Faith Lutheran Church is live
11th Sunday after Pentecost
SUNDAY, AUGUST 16, 2020
11TH SUNDAY AFTER PENTECOST
In Isaiah we hear that God’s house shall be a house of prayer for all people and that God will gather the outcasts of Israel. The Canaanite woman in today’s gospel is a Gentile, an outsider, who is unflinching in her request that Jesus heal her daughter. As Jesus commends her bold faith, how might our church extend its mission to those on the margins of society? In our gathering around word and meal we receive strength to be signs of comfort, healing, and justice for those in need.
We Are Beggars, This Is True
“We are beggars; this is true,” are reported to be Martin Luther’s last written words. Christians are “beggars” for God’s grace, undeserving but graced nonetheless. A beggar’s faith focuses not on what is given or accomplished or believed, but on what is received: the healing and sustenance desperately longed for and needed.

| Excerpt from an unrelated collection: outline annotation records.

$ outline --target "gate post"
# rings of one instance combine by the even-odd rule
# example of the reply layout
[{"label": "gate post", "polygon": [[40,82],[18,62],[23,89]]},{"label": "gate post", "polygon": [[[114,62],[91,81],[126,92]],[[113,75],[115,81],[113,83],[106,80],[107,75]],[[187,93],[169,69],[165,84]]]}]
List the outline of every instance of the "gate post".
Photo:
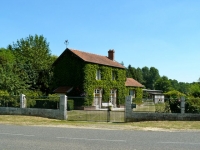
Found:
[{"label": "gate post", "polygon": [[181,114],[185,113],[185,97],[181,97]]},{"label": "gate post", "polygon": [[60,96],[60,119],[66,120],[67,119],[67,96],[61,95]]},{"label": "gate post", "polygon": [[132,109],[131,109],[131,103],[132,103],[132,96],[126,96],[126,101],[125,101],[125,122],[128,121],[129,118],[131,118],[132,116]]},{"label": "gate post", "polygon": [[26,108],[26,95],[20,94],[20,108]]}]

In today’s gospel, the Canaanite woman is such a “beggar” for Jesus’ healing for her daughter. She is denied a place at the table at first, but she will accept even “crumbs” in the faith that Jesus’ healing power and love are intended even for her. As a Gentile outsider, she inhabits the margins of Jesus’ mission to the “lost sheep of the house of Israel.” Jesus’ eventual response to her beggar’s faith reveals that the love of God even encompasses the margins.
Marginalized or not, we are all beggars before God, as Paul reminds the Romans—all “imprisoned in disobedience” and dependent on God. Thus, our sense of “insider” and “outsider” crumbles in the face of our common need and God’s abundant mercy to all. Instead of dividing people between those who have a place at the table and those who get crumbs, we have an opportunity to share hospitality with our fellow beggars.
It can be challenging to see ourselves as beggars. Today the Canaanite woman becomes our model, as she persists with both humility and audacity. As disciples of Jesus and “beggars” for God’s grace, we live the same paradox of humility and audacity, boldly coming to Jesus and humbly acknowledging our need. Even though crumbs from God’s table would be enough for us, we are offered instead the abundance of Jesus’ own self in bread and wine and invited to share this abundance with insider and outsider alike.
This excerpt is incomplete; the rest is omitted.